Network Manager failover architecture (core processes)

Failover of the Network Manager core processes can be implemented by setting up primary and backup Network Manager installations that run on different servers. Both installations can either connect to a single Tivoli Netcool/OMNIbus ObjectServer or to a virtual pair of ObjectServers.

When you connect to a Network Manager server, the associated domain under which the processes run needs to be identified. Network Manager provides a virtual domain that can be used when running in failover mode. Any connection to this virtual domain is routed to the Network Manager installation that is running as the primary server in the failover architecture. This routing capability is provided by the Virtual Domain component.

The following figure shows the high-level failover architecture for the primary and backup Network Manager core processes, which are set up in two separate domains.

This figure shows the high-level Network Manager failover architecture. — Figure 1. Network Manager failover architecture

In the figure, both the primary and backup installations connect to a virtual pair of ObjectServers.

In each domain:

The Virtual Domain component (ncp_virtualdomain) manages failover, and raises health check events to indicate whether the domain is healthy.
The Probe for Tivoli Netcool/OMNIbus (nco_p_ncpmonitor) connects to the virtual ObjectServer pair, and forwards the health check events.
The Event Gateway (ncp_g_event) connects to the virtual ObjectServer pair, reads in all health check events, and then passes the events to the Virtual Domain component.
These health check events are used to trigger failover.

A TCP socket connection is required between the Virtual Domain processes, to copy data from the primary domain to the backup domain. This ensures that the topology is in sync when failover occurs.

Note: If you implement failover, then you must ensure that both the primary and backup installations are using identical encryption keys. If the encryption keys are not identical, then the backup poller does not function correctly during failover. To ensure that both the primary and backup installations are using identical encryption keys, copy the following file from the primary server to the same location on the backup server: $NCHOME/etc/security/keys/conf.key. If you enter all SNMP community strings on the command line and do not encrypt them, you do not need to do this task. Also, to update the NCIM and ObjectServer passwords use the Perl script ncp_password_update.pl.

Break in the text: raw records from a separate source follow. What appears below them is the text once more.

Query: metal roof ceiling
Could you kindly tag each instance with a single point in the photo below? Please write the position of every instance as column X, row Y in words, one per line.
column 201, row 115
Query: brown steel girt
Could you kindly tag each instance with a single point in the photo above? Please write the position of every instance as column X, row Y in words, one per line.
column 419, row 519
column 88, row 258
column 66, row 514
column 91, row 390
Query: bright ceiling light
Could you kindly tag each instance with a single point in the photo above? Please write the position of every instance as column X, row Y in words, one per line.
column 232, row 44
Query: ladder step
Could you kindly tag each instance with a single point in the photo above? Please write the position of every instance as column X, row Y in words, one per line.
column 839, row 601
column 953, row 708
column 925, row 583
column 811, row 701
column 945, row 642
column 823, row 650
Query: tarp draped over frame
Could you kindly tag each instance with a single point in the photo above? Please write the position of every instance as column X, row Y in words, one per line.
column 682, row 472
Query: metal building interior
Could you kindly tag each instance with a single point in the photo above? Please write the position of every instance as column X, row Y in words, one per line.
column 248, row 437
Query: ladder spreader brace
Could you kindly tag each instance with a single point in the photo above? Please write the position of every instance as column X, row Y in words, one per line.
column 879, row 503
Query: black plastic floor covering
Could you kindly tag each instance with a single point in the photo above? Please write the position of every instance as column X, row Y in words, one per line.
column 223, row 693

NCIM implementations for failover

You can set up Network Manager failover with NCIM topology database high availability. This failover configuration protects against data loss by replicating data changes from the source NCIM topology database in the primary Network Manager domain to one or more target NCIM topology databases in the backup Network Manager domain. The source NCIM topology database is referred to as the primary database and the target NCIM topology database is referred to as the standby database. This approach removes the single point of failure because both the primary and backup Network Manager domains connect to whichever database is acting as the primary database.

In any failover configuration, both the primary and backup Network Manager domains connect to the same database, even with database high availability configured. The main difference is that with high availability, the database is replicated on the standby database server.

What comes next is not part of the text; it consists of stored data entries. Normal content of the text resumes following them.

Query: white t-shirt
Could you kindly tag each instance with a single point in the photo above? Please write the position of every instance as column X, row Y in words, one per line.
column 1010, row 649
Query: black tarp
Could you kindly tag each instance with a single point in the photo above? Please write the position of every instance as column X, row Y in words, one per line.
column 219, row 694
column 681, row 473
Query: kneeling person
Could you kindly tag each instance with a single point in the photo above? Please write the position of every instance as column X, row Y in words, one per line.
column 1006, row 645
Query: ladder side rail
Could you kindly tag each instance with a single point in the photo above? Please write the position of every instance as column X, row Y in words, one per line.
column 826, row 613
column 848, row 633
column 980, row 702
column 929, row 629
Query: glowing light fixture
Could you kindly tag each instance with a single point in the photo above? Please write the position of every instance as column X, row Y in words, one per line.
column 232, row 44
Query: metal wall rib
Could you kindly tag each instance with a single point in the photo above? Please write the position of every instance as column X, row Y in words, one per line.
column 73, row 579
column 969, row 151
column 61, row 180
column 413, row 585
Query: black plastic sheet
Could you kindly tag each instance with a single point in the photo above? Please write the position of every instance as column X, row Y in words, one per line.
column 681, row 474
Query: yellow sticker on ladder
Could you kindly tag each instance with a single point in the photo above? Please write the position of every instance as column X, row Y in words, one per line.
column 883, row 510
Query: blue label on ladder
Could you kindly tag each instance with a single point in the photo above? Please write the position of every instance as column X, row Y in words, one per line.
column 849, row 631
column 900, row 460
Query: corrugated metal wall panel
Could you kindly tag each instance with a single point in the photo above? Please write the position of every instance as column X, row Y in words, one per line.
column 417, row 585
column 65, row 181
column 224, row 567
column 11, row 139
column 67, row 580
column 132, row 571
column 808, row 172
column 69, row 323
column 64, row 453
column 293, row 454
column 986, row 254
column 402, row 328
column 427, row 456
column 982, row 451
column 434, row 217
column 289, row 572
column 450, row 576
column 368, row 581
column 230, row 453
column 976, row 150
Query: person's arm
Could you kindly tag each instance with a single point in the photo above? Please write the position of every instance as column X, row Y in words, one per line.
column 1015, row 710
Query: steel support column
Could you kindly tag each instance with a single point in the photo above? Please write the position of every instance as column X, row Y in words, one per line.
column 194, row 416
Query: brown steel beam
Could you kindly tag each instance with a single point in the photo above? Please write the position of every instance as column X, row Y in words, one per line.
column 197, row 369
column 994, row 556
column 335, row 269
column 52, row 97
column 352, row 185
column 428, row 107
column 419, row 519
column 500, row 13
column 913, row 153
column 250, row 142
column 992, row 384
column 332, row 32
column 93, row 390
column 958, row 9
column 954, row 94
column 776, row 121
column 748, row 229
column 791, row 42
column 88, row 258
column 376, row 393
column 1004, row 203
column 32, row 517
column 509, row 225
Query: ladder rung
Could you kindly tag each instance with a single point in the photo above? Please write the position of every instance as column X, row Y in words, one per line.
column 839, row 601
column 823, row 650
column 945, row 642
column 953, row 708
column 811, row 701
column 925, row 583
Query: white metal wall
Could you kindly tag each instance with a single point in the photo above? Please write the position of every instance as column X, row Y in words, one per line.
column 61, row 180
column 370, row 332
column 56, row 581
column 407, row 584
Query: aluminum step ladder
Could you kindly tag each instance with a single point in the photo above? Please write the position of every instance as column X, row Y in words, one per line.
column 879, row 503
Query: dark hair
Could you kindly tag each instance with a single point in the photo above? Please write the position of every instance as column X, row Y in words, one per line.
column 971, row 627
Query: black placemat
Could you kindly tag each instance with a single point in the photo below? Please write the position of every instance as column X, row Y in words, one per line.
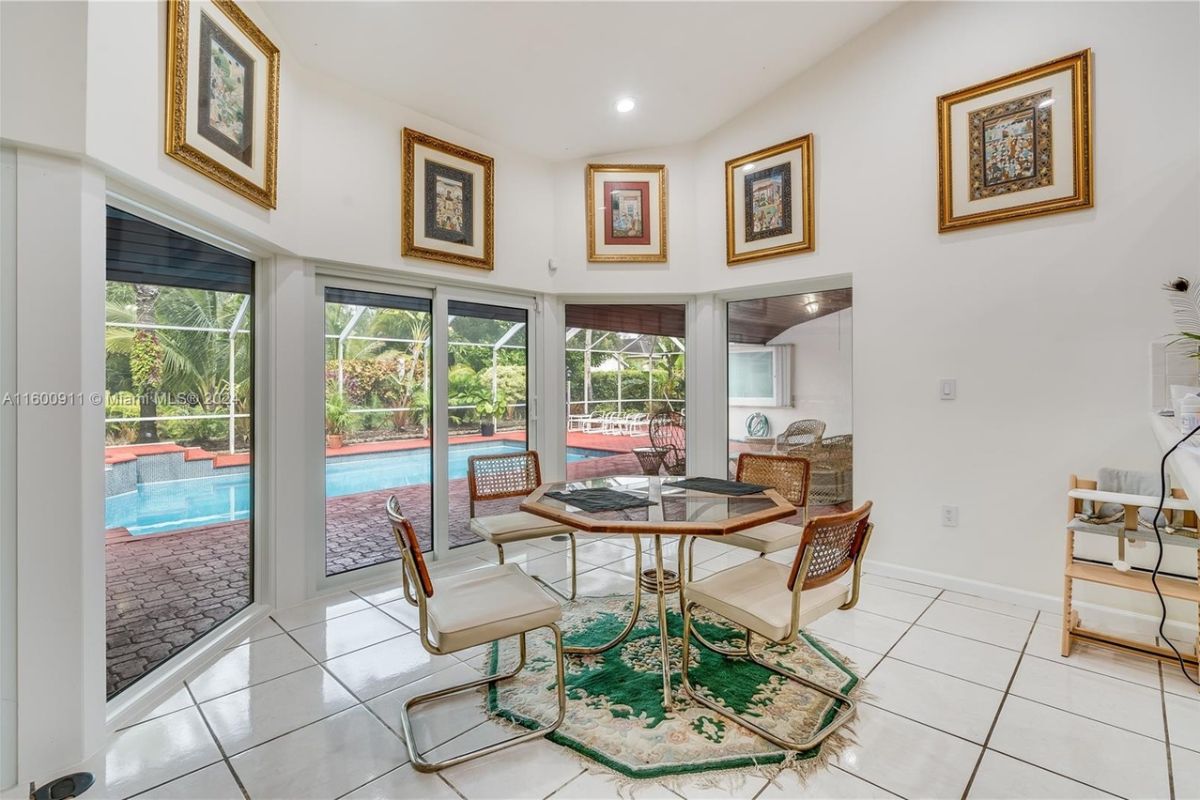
column 600, row 499
column 717, row 486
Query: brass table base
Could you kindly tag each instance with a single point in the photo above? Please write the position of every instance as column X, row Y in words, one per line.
column 649, row 581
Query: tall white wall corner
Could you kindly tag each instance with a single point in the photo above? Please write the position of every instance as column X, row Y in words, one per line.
column 59, row 308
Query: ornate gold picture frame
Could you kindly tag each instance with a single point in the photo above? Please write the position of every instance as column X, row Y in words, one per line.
column 448, row 203
column 223, row 96
column 627, row 212
column 1018, row 146
column 768, row 202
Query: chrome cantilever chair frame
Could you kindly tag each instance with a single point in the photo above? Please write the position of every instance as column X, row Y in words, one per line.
column 849, row 705
column 417, row 596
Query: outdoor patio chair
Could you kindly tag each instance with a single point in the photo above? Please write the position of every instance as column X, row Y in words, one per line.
column 577, row 421
column 513, row 475
column 802, row 432
column 833, row 461
column 775, row 601
column 468, row 609
column 669, row 434
column 789, row 475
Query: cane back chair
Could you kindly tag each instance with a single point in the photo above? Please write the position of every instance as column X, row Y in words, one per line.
column 789, row 475
column 469, row 609
column 513, row 475
column 669, row 435
column 775, row 601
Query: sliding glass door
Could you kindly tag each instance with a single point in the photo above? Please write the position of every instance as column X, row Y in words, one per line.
column 487, row 391
column 624, row 368
column 179, row 443
column 415, row 383
column 378, row 400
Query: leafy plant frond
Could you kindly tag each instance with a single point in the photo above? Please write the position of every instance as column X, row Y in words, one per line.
column 1186, row 306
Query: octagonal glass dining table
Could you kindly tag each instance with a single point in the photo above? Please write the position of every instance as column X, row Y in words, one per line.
column 671, row 510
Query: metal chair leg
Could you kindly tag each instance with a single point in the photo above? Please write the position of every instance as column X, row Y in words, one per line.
column 575, row 575
column 406, row 722
column 850, row 707
column 633, row 618
column 714, row 648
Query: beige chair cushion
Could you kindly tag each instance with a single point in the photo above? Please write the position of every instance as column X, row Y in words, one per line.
column 486, row 605
column 767, row 539
column 519, row 525
column 755, row 595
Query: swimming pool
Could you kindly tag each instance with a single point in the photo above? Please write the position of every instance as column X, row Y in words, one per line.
column 173, row 505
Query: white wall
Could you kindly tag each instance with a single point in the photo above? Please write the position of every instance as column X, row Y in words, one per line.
column 340, row 158
column 822, row 377
column 1044, row 323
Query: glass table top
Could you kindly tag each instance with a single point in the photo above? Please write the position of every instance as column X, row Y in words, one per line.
column 675, row 509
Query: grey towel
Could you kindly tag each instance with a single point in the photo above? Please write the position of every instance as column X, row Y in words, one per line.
column 1126, row 481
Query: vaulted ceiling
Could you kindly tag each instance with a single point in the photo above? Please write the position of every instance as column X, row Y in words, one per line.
column 544, row 77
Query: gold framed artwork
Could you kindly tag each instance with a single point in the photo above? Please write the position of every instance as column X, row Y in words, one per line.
column 222, row 96
column 448, row 203
column 627, row 210
column 1017, row 146
column 768, row 202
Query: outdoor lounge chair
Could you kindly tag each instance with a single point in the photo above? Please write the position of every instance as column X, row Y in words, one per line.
column 774, row 601
column 669, row 434
column 513, row 475
column 802, row 432
column 468, row 609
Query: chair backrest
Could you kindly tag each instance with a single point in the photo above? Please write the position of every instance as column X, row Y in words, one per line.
column 503, row 475
column 835, row 540
column 669, row 433
column 789, row 475
column 409, row 548
column 802, row 432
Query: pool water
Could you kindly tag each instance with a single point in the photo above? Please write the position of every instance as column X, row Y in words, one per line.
column 173, row 505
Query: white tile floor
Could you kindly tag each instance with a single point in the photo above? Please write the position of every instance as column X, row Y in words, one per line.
column 970, row 698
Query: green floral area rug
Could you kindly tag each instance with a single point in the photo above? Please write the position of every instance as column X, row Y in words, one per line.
column 615, row 711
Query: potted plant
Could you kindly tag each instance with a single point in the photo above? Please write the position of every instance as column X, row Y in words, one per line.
column 339, row 420
column 487, row 409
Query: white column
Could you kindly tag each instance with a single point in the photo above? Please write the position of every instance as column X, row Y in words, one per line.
column 294, row 503
column 59, row 308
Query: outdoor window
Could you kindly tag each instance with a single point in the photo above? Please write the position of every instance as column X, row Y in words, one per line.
column 377, row 423
column 179, row 443
column 790, row 389
column 759, row 376
column 624, row 365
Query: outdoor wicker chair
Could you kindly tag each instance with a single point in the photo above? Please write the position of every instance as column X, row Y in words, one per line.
column 669, row 434
column 513, row 475
column 469, row 609
column 833, row 462
column 775, row 601
column 802, row 432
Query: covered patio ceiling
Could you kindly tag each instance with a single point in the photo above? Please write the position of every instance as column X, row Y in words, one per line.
column 760, row 320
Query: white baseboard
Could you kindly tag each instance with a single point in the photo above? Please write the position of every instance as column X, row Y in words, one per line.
column 1117, row 620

Note: In previous Network Manager releases, users could include an NCIM topology database failover configuration by using NCIM replication (also referred to as NCIM topology database replication). The NCIM replication feature has been replaced by the high availability feature that is provided by the supported database:

If you have a Db2® database, you can use the High Availability Disaster Recovery (HADR) feature to set up failover for NCIM.
If you have an Oracle database, you can use the Real Application Clusters (RAC) feature to set up failover for NCIM.

Regardless of whether failover is configured with or without NCIM topology database high availability, all entities in the topology are stored under the primary domain name, and all poll policies are configured for the primary domain. There is no entry in the domainMgr table for the backup domain. As a result, the NmosDomainName field for an event in the alerts.status table will always be populated with the primary domain name when failover is configured.

Note: To configure NCIM topology database high availability using Db2 HADR, set up the HADR environment by following the instructions provided in the Db2 documentation. See Related information later for links to your Db2 Information Center. You then perform tasks to configure Network Manager to work with Db2 HADR. If you have an Oracle database, set up the Oracle RAC environment using the instructions provided in the Oracle documentation. See related links later for a link to the Oracle documentation. You then perform tasks to configure Network Manager to work in the Oracle RAC environment.